[SciPy-User] NumPy Binomial BTPE method Problem
Sorry that's lines 325 and 332 for the for loops.
On Wed, Oct 3, 2012 at 3:05 PM, Josh Lawrence <josh.k.lawrence@gmail.com> wrote:
> Also, the for loops should be i=m+1 and i=y+1 for the left and right
> tails, respectively. Again, I do'nt think this tangibly changes
> things, but the algorithm shows that you set i=m (or i=y), and the
> first step of the loop in both cases is i=i+1. Here's a link to the
> paper if you have access to ACM.
> http://dl.acm.org/citation.cfm?id=42381 .
>
> So I think it's just the two changes.

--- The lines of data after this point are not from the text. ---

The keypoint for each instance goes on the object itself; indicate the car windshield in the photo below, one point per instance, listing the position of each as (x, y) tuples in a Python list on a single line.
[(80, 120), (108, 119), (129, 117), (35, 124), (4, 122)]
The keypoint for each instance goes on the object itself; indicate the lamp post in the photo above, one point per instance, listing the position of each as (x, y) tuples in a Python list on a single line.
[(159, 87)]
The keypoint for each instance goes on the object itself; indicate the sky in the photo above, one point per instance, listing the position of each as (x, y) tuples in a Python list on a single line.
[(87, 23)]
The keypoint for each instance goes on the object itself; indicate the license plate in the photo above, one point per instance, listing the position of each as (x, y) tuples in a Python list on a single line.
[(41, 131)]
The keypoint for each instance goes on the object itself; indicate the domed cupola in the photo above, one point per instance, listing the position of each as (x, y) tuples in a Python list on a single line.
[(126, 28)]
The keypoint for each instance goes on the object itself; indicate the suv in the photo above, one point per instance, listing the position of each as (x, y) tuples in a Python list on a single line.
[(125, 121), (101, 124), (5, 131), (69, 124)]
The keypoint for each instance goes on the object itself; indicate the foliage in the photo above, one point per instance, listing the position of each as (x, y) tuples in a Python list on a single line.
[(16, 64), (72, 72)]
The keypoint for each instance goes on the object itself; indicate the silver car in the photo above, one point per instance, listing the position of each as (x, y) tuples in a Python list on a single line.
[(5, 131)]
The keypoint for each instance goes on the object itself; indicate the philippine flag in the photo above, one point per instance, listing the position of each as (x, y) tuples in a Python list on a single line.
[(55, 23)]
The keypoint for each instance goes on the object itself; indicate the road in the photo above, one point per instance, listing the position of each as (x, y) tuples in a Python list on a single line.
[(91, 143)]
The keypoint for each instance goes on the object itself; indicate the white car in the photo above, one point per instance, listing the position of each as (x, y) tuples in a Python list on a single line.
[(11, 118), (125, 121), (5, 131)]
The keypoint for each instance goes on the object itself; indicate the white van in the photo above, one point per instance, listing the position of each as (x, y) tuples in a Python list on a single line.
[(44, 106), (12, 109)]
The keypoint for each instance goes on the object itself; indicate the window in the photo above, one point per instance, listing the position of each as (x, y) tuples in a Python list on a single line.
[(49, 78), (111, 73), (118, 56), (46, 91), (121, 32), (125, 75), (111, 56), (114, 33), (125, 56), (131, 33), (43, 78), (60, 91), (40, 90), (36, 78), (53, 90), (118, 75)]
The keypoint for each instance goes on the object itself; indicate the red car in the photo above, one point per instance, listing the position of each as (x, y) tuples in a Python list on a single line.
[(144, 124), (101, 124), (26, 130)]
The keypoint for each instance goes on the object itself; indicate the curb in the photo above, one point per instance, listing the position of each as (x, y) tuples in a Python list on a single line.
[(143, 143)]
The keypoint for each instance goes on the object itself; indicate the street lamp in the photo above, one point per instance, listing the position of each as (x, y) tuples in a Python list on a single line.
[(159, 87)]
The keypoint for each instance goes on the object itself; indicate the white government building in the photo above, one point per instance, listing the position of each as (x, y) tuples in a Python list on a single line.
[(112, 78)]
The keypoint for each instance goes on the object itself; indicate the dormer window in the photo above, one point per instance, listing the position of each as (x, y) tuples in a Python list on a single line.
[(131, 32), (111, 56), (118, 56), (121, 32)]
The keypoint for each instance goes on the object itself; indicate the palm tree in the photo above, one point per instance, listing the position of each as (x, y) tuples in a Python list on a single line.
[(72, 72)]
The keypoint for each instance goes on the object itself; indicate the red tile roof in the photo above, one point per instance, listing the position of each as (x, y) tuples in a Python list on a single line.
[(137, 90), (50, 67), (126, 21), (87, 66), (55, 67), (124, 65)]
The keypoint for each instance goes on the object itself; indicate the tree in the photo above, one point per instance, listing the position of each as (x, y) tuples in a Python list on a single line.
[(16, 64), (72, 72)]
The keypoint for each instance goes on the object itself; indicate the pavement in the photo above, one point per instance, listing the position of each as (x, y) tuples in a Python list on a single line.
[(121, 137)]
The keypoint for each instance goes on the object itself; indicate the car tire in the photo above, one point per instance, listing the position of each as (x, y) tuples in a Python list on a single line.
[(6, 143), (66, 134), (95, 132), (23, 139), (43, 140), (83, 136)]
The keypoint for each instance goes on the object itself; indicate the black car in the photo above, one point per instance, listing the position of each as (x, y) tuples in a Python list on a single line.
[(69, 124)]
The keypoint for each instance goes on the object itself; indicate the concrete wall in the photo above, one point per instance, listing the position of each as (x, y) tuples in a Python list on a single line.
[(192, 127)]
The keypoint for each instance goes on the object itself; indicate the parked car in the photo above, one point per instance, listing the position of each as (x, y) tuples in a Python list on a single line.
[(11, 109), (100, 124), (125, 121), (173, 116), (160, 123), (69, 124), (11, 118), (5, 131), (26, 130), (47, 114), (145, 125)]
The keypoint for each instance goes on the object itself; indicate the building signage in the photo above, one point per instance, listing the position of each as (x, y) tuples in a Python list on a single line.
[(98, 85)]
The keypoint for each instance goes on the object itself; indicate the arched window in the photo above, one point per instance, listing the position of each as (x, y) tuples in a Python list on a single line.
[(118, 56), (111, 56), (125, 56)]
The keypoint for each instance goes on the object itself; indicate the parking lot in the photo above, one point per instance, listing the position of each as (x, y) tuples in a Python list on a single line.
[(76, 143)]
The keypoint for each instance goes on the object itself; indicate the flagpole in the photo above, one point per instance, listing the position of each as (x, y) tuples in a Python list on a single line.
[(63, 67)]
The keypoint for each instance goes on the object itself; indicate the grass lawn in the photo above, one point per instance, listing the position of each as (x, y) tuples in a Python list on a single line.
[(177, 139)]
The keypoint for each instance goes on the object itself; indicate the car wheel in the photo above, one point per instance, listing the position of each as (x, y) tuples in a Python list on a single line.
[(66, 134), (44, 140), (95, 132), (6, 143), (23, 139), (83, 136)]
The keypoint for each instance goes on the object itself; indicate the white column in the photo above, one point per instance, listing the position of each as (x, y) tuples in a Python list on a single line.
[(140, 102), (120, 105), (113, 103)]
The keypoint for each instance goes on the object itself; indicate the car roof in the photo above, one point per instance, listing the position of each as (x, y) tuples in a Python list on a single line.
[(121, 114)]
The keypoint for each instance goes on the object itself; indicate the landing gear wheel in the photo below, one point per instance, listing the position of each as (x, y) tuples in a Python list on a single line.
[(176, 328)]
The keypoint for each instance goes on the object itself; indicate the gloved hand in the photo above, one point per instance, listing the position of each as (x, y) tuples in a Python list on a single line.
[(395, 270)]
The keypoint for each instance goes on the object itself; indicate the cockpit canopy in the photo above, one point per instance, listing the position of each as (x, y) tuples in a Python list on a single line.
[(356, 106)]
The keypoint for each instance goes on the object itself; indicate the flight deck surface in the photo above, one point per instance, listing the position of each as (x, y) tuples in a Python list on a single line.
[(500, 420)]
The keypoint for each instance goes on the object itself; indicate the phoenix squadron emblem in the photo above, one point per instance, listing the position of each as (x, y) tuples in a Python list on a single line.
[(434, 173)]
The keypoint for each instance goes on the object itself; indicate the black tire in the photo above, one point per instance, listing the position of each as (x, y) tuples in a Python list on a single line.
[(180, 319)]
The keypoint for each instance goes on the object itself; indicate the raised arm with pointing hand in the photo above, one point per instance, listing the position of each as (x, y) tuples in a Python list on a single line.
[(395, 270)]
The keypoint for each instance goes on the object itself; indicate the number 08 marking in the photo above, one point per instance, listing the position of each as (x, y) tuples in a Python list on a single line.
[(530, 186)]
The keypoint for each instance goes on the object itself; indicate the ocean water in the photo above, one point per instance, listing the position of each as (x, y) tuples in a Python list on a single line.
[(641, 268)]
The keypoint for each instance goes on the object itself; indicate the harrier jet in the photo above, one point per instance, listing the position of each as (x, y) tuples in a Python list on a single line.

I have implemented those and get
> very similar results from doing a histogram.
>
> On Wed, Oct 3, 2012 at 2:59 PM, <josef.pktd@gmail.com> wrote:
>> On Wed, Oct 3, 2012 at 3:07 PM, <josef.pktd@gmail.com> wrote:
>>> On Wed, Oct 3, 2012 at 2:42 PM, Josh Lawrence <josh.k.lawrence@gmail.com> wrote:
>>>> Hey all,
>>>> I received access to the paper and it seems it was originally based
>>>> purely on the paper written by Kachitvichyanukul in 1988. I still
>>>> think there's a whoopsies with the if ... else if ... else, block
>>>> though.
>>>
>>> the c code "else" looks strange to me,
>>> however, checking a few cases with large p*n for a large sample (1
>>> million draws), I don't see any difference of the frequency count to
>>> the theoretical distribution from scipy.binom.
>>
>> I'm pretty sure you are right.
>> (If my reading as non c programmer is correct)
>> The else block means that Step 50 is never used, instead it uses Step
>> 52, which uses a different approximation that is intended for the
>> tails.
>> If Step 52 is relatively close to the result of Step 50, then it will
>> not be very visible in the final results.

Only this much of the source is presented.